Por ejemplo, en Misiones, la Universidad tiene especialistas reconocidos
internacionalmente en el área de proyectos para pequeños productores.
Pueden realizarse contratos para trabajos específicos así como facilitar
en el marco del Programa la preparación de tesis, tesinas o trabajos de
campo que puedan aportar al mismo. Su contribución puede ser fundamental
en el área de evaluación.
h) desarrollar una estructura organizativa ágil y capaz de apoyar
el trabajo en varios campos, por ejemplo, dotando a una Unidad de
Coordinación a nivel nacional de un fondo de asistencia técnica que le
permita contratar apoyos específicos para los diferentes componentes del
programa (aproximadamente 20 meses consultor/a por año).
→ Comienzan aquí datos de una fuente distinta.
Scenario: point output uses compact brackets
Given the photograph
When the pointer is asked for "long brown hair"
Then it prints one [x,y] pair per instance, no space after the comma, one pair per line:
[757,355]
i) * apoyar la supervisión de la Institución Cooperante del FIDA con
Asistentes Locales (ASes), lo cual permitiría aumentar la frecuencia
de las misiones, bajar los costos y desarrollar capacidad local. Este
tipo de modalidad sería en principio aceptable para el BID, cuyo nuevo
énfasis en el combate a la pobreza lo posiciona mejor que en el pasado
para desempeñarse como institución cooperante de un futuro proyecto FIDA
para el NEA.
Observación final
El Programa de Crédito y Apoyo Técnico para Pequeños Productores
Agropecuarios del Noreste Argentino ha sido un programa pionero. Un nuevo
programa en la región permitiría consolidar los resultados que comienzan
a madurar y, además, a través de cambios en las modalidades operativas
(tomando en cuenta las orientaciones precedentes), permitiría sentar las
bases para un desarrollo rural sostenible en la región.